Пустыхин клятвенно поднял руку.
— Как на духу! Правда, вся правда, ничего, кроме правды!
Лесков схватился за трубку и заказал срочную телеграмму в шестьдесят слов: упреки, вопросы, готовность немедленно приехать.
— Думаю, вы там не нужны, — сказал Пустыхин, когда заказ приняли. — Впрочем, это — ваше дело. По-человечески понимаю: всех нас тревожит состояние Юлии Яковлевны.
Мрачный Лесков некоторое время молчал, потом стряхнул с себя оцепенение и заговорил о делах Пустыхина.
— Говорят, вы удивительный проект привезли? В чем же его удивительность?
— Придете на доклад — узнаете, — весело ответил Пустыхин. — Одно могу сказать: собираюсь свести с вами счеты.
Лесков с недоумением смотрел на Пустыхина. Тот насмешливо подмигнул.
— Не делайте такого растерянного лица, Александр Яковлевич. Неужели вы серьезно думали, что дело у нас ограничится только той стычкой? Ни одной минуты не собирался ставить на этом точку.
Лесков серьезно возразил:
— По-честному, я предполагал, что это мне надо сводить с вами счеты. Ведь вы меня побили в тот раз, и крепко побили. Мне пришлось уйти, а не вам.
Пустыхин довольно засмеялся.
— Побить еще не значит победить. Тут тонкое различие. В общем, приходите завтра вечерком.
Доклад Пустыхина состоялся на заседании технического совета комбината. Пустыхин знакомил совет с разработанным их конторой проектным заданием второй очереди одного из заводов комбината.
В зале сидели все видные местные работники: хозяйственники, инженеры, проектировщики. Совещание открыл Кабаков. Лесков с Надей уселись в первом ряду. Перед докладом в коридоре шли оживленные споры — введение в официальную дискуссию. Почти все слышали о существе нового варианта завода, некоторым он казался крушением основ металлургии. Пустыхин не прятал новое в ворохах старых одежд, а подчеркивал, что речь идет о радикальной ломке традиций.

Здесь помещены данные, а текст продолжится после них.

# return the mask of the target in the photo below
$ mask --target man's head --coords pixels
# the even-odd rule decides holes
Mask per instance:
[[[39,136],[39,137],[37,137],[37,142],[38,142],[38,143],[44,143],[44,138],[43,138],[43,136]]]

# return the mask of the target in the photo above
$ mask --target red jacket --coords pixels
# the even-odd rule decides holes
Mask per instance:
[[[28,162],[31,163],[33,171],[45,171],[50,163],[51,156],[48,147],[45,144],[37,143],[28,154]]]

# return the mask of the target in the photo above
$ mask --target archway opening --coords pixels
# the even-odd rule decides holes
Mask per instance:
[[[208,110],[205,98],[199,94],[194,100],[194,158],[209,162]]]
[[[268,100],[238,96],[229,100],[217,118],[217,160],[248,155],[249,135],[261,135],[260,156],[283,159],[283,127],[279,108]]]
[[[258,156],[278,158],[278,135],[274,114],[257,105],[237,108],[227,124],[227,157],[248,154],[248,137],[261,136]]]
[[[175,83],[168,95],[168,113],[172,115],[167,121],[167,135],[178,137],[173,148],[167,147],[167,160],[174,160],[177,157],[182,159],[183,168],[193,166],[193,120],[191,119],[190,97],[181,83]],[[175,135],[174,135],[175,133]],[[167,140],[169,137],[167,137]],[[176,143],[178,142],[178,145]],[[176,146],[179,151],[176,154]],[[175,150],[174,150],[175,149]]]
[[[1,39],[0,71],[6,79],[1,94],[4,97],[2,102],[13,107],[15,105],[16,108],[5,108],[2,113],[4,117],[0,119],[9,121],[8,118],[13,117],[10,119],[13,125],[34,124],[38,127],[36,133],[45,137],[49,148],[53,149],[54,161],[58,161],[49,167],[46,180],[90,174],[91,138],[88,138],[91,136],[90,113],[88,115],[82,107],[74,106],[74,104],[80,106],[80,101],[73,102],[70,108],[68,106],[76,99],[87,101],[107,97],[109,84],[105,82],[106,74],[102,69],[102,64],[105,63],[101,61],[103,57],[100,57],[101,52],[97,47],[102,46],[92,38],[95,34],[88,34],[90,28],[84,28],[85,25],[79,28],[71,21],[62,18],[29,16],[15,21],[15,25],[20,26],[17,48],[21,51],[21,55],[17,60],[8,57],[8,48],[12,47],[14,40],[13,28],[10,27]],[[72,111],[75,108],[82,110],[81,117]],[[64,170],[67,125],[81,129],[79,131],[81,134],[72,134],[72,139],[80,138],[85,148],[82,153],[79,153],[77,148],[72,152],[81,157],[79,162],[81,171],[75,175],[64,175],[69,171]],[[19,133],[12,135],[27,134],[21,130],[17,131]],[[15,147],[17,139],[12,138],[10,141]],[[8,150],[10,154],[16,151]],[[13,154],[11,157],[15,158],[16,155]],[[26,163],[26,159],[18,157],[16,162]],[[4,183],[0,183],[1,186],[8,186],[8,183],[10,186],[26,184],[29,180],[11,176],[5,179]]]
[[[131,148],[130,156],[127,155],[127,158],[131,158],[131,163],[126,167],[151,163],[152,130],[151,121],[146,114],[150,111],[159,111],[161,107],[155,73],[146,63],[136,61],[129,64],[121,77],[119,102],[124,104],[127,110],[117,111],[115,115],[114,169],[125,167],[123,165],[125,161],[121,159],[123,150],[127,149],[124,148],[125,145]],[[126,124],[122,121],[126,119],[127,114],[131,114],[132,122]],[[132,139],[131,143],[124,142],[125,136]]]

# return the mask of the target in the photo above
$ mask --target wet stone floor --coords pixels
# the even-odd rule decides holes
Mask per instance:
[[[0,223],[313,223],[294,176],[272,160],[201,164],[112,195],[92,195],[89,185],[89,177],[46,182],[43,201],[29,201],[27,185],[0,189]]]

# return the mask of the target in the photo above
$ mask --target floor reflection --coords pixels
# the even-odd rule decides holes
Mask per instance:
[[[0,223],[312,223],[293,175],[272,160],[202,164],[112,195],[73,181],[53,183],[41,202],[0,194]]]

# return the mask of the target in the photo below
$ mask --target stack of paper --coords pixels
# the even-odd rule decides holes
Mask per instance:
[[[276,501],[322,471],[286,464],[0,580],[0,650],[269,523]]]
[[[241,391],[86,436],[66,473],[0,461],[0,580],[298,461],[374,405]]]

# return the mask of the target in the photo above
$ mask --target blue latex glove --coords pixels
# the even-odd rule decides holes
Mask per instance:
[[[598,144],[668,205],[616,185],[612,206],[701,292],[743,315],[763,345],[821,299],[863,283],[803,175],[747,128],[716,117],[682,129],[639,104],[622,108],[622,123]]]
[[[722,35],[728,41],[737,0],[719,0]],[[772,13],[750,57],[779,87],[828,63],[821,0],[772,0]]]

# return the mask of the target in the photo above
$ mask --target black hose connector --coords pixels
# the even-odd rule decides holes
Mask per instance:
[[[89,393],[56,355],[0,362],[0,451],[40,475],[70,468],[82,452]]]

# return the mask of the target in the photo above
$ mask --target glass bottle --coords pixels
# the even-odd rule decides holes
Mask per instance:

— С точки зрения существующих критериев, — говорил он, — огневая металлургия приемлемее. Но мы выдвигаем совершенно новый в проектировании критерий, — годится ли выбираемый процесс для полной автоматизации или нет. Процесс должен совершаться без ручного труда, никаких рабочих, привязанных, словно цепями, к своим машинам, — вот наше предварительное условие. Вы, может быть, скажете: возьмите испытанные агрегаты и методы переработки руд, позовите автоматчиков, и пусть они внедрят автоматизацию на этих освоенных агрегатах. Я и сам поступал когда-то подобным же образом и торжественно, при свидетелях, отрекаюсь от этого: ничего хорошего не получается. Наш критерий заранее отметает всякое кустарничанье и скороспелое приспособленчество. И, если внимательней рассмотреть, предлагаемый нами автоматизированный завод окажется экономически выгодней. — Пустыхин живыми глазами осмотрел зал и с вызовом выложил на стол свой основной козырь. — Тут многие зашумели, когда я сообщил, что капиталовложения в завод вырастут на полмиллиарда рублей. Ручаюсь, у вас явилась мысль: человек сошел с ума, он выбрасывает на ветер народные деньги. Успокойтесь, товарищи, мы в здравом уме. На новом заводе рабочих будет тысячи на три, на четыре меньше. Экономия на одном том, что не надо строить жилищ этим рабочим и их семьям, составит около ста миллионов — вот перерасход частично и возвращается. Но главное не в этом. Главное в том, что экономится зарплата — тоже миллионов около ста в год. Заводу стоять минимум полсотни лет, а все перерасходы окупаются за первые четыре-пять лет — разве это не поразительно? Теперь я спрашиваю вас: какой вариант экономически выгодней?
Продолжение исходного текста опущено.